生前贈与をする方が良い悪いというのは、持っている物件によってもかなり違うので、シミュレーションをすることが必要になります。

また、今後マンション経営をしていくつもりが相続人にないのであれば、不動産価値が下がりきる前に売却してしまうのも1つの手です。

どんな方法が残された人にとって最善なのかは、唐突に決めるよりも基礎知識も踏まえて先々を考えて行動する方が良いといえます。

クジラ先生
クジラ先生

マンション経営において相続税対策は重要問題

マンション経営は、相続税対策を行える有効的な方法だと思っている人はたくさんいます。

ただ、実際に相続する際にどのような手続きが必要なのか、どれくらい節税できるのかということを知っている人は少ないです。

マンション経営をする際に、最初から節税対策だけを目的で行ってもなかなか事業としてうまくいくことが少ないので、まずはきちんと利益が得られるように物件選定を行い、地域を選ぶようにしましょう。

結果的に相続税対策をすることは可能なので、こうした節税対策が目的ではなくて、しっかりと経営ができるような物件にするよう考慮してください。

よくある失敗が、経営がうまくいかずに赤字が続いている状態のまま相続したというものなので残される人のことを思うのであれば、きちんと経営し家族と物件については話し合いを終えていく方が、いざ相続の時に迷うことはありません。
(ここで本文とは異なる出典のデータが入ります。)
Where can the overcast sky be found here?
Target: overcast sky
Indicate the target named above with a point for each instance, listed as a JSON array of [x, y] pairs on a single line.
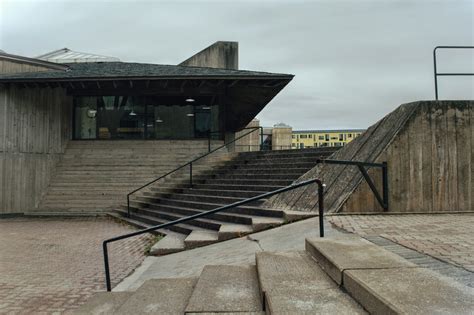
[[354, 61]]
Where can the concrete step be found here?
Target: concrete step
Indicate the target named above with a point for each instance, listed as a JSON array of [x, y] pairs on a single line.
[[222, 289], [292, 283], [103, 303], [159, 296], [385, 283]]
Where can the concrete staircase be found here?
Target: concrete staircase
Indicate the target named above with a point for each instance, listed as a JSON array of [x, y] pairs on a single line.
[[279, 283], [247, 175], [341, 275], [95, 176]]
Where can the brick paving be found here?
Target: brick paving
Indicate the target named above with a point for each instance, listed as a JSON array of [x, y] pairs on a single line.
[[448, 237], [51, 266]]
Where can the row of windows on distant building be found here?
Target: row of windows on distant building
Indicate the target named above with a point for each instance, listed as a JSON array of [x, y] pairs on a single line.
[[323, 138]]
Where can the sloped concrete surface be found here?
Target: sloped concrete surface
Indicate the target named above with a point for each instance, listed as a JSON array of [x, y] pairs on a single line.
[[337, 255], [408, 291], [226, 289]]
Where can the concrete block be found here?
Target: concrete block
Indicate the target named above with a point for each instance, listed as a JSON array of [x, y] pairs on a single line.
[[226, 289], [160, 296], [337, 255], [408, 291]]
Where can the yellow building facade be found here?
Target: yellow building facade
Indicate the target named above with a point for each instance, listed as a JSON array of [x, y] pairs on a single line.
[[323, 138]]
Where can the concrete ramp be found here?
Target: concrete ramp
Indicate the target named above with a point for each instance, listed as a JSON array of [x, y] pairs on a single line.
[[429, 149]]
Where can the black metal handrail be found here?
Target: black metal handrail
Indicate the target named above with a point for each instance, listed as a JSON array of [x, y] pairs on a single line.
[[436, 74], [202, 214], [190, 164], [382, 200]]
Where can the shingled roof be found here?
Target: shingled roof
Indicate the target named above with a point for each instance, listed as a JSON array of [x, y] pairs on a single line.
[[130, 70]]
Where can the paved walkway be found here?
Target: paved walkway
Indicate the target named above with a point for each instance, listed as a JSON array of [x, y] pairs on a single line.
[[448, 237], [52, 266]]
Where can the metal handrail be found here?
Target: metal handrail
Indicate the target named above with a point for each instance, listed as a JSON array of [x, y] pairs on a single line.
[[202, 214], [436, 74], [190, 163]]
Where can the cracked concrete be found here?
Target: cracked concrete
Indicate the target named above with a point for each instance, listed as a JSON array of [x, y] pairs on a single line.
[[240, 251]]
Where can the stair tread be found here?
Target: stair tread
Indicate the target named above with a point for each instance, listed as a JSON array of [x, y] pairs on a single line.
[[292, 283], [226, 289], [163, 296]]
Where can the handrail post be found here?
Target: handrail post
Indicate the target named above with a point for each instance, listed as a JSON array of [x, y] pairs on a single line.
[[106, 263], [191, 174], [435, 73], [321, 208], [128, 205], [385, 184]]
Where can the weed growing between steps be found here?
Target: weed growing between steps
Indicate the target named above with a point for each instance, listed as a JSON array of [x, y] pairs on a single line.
[[153, 241]]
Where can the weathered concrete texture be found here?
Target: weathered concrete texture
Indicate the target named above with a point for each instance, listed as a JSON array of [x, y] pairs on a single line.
[[160, 296], [223, 55], [103, 303], [428, 146], [298, 301], [292, 283], [239, 251], [408, 291], [336, 256], [226, 289]]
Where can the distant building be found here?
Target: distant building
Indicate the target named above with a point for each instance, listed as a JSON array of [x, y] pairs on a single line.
[[323, 138]]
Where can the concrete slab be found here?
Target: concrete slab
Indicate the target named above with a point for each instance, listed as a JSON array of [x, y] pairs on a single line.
[[103, 303], [300, 301], [160, 296], [171, 243], [226, 289], [408, 291], [240, 251], [291, 270], [200, 238], [338, 255]]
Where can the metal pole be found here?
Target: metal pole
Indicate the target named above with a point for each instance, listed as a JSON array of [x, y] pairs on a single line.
[[435, 73], [385, 184], [321, 208], [128, 205], [106, 263], [191, 174]]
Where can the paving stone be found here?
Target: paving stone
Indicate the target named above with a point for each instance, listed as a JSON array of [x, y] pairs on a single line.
[[338, 255], [160, 296], [226, 289], [408, 291], [103, 303]]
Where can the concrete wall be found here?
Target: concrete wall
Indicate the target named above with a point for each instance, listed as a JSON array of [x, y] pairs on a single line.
[[223, 55], [429, 147], [35, 127]]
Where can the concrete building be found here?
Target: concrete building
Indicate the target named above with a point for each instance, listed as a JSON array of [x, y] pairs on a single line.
[[323, 138], [65, 96]]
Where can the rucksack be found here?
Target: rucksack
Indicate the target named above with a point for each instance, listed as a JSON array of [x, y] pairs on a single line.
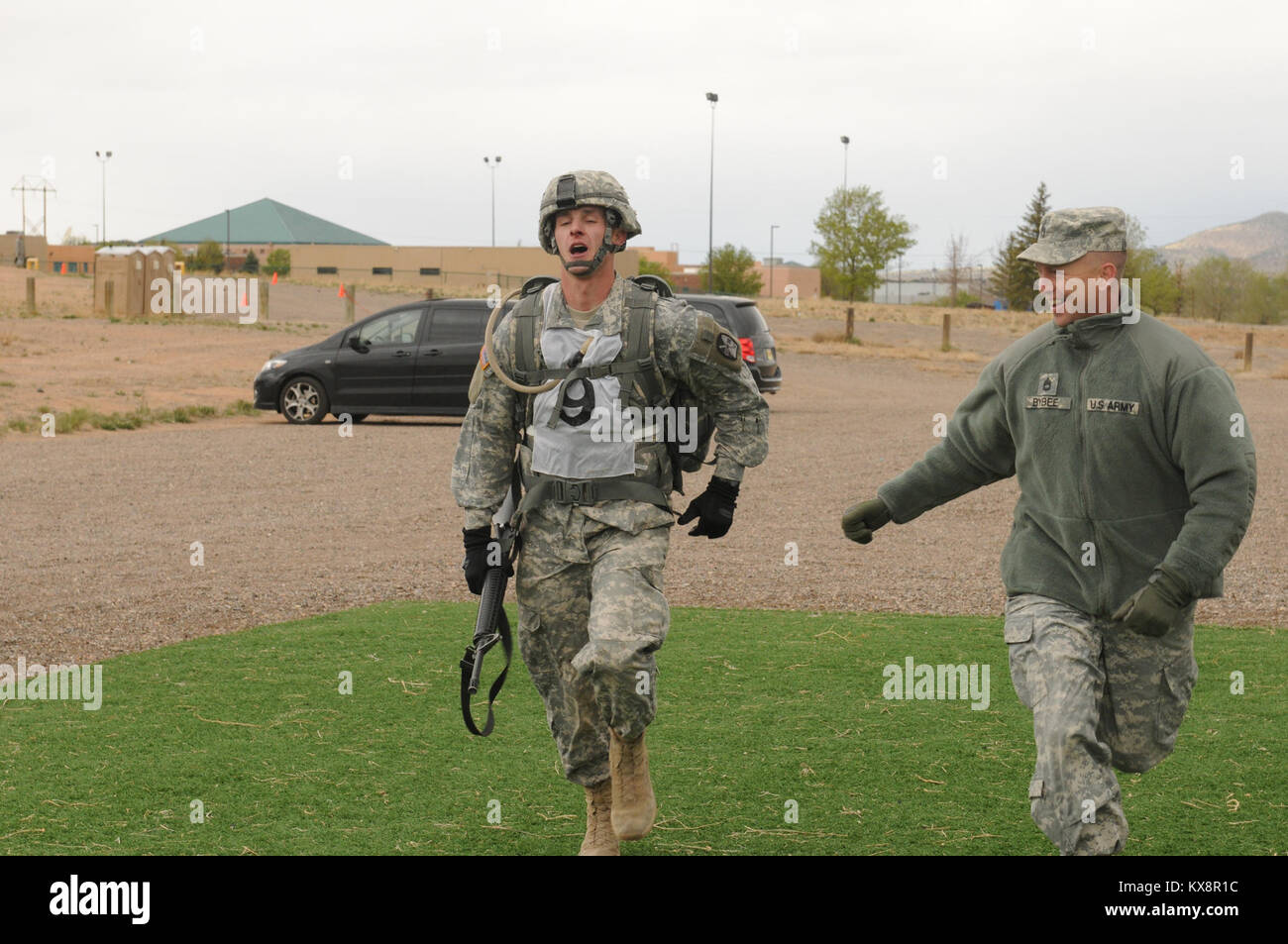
[[635, 365]]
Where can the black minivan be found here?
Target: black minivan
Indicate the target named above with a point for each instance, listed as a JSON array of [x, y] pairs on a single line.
[[412, 360], [417, 361]]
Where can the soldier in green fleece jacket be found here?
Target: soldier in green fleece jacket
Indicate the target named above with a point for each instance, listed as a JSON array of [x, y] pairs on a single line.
[[1137, 475]]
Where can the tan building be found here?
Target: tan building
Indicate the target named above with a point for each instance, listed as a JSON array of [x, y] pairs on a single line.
[[17, 249], [447, 268]]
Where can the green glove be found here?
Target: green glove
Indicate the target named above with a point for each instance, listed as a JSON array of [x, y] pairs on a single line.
[[861, 520], [1151, 610]]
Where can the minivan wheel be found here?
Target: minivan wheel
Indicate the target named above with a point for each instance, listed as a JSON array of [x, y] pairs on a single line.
[[303, 400]]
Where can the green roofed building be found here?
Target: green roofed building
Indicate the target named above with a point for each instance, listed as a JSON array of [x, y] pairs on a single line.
[[262, 224]]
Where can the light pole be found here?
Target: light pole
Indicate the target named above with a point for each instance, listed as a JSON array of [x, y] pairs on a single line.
[[103, 156], [772, 228], [492, 165], [711, 209]]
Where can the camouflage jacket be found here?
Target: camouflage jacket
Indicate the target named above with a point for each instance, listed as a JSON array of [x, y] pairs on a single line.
[[1131, 451], [724, 386]]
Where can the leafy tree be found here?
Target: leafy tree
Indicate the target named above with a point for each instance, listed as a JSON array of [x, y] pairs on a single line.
[[651, 268], [1014, 277], [1224, 288], [278, 262], [733, 270], [859, 237], [209, 257]]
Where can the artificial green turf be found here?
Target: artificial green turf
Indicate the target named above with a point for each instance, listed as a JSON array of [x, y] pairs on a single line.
[[756, 708]]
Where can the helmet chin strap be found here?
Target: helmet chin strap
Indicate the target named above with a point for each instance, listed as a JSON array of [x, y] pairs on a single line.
[[584, 266]]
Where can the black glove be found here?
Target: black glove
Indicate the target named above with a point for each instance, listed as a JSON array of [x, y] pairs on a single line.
[[476, 566], [861, 520], [713, 509], [1153, 609]]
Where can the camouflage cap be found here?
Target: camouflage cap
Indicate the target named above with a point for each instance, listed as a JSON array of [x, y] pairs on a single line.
[[1068, 235]]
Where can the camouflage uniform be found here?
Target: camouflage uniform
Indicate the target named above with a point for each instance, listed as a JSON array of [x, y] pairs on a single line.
[[589, 578], [1126, 439], [1100, 695]]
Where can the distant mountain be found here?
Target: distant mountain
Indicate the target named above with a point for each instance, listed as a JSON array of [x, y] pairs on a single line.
[[1261, 241]]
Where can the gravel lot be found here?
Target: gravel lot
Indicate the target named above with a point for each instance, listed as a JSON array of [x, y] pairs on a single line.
[[299, 520]]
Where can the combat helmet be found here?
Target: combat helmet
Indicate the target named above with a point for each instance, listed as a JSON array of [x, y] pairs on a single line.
[[588, 188]]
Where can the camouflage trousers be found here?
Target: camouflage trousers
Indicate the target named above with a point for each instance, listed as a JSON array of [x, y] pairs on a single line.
[[1102, 697], [591, 616]]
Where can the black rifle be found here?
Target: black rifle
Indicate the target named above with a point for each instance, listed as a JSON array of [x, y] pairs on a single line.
[[492, 625]]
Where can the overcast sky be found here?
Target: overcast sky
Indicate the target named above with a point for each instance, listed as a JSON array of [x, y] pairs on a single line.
[[377, 115]]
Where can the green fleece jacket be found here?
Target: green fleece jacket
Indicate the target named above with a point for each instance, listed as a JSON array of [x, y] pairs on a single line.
[[1131, 451]]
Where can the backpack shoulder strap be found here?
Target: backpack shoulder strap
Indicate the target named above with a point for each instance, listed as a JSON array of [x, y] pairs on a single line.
[[639, 351]]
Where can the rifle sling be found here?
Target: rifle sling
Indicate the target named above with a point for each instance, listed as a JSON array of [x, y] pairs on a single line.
[[502, 626]]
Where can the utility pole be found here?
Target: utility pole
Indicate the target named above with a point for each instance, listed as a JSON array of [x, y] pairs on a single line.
[[772, 228], [29, 183], [711, 210], [493, 194], [103, 156]]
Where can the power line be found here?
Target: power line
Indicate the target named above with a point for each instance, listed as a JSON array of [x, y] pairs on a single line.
[[27, 181]]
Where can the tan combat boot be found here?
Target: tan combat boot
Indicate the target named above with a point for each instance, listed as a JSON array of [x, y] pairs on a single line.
[[600, 839], [634, 806]]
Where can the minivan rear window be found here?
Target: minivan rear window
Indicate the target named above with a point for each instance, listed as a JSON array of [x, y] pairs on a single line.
[[752, 321], [458, 326]]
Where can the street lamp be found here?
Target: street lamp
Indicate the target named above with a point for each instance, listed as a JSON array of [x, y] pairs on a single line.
[[102, 158], [492, 165], [711, 209], [772, 228]]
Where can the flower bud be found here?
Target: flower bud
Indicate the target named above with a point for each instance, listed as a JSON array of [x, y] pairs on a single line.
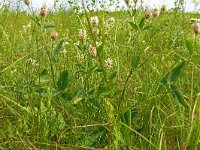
[[147, 14], [93, 50], [82, 34], [54, 35], [43, 11], [108, 63], [196, 27], [27, 2]]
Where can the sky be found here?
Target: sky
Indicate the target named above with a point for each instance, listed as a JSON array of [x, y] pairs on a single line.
[[190, 6]]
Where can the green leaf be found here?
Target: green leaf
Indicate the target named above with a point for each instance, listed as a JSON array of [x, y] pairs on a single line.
[[77, 100], [133, 25], [135, 62], [189, 46], [134, 12], [178, 96], [147, 27], [175, 73], [113, 75], [141, 25], [63, 81], [48, 25], [58, 48]]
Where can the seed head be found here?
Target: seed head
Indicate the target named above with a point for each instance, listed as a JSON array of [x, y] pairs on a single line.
[[108, 63], [54, 35], [196, 27], [43, 11], [94, 21], [147, 14], [93, 50], [27, 2], [82, 34]]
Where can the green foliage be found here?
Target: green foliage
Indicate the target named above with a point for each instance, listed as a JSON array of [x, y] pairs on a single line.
[[62, 94]]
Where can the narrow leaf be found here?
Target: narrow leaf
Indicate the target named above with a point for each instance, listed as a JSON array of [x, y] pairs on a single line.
[[189, 46], [175, 73], [58, 48], [141, 25], [135, 62], [63, 81], [133, 25], [178, 96], [48, 25]]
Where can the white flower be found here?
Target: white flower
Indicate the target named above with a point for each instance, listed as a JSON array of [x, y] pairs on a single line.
[[108, 63], [94, 21]]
マンション経営は、始めた時は自分の為や家族との楽しみのために収入を増やしたいと思って行いますが、だんだん年齢を重ねていくにつれて、自分が亡くなった時にどのように家族にお金を残してあげられるのか、苦労させないのかを考えていくことが、とても大事なことです。

だからこそ、マンション経営はしっかり行なって価値を高めておきましょう。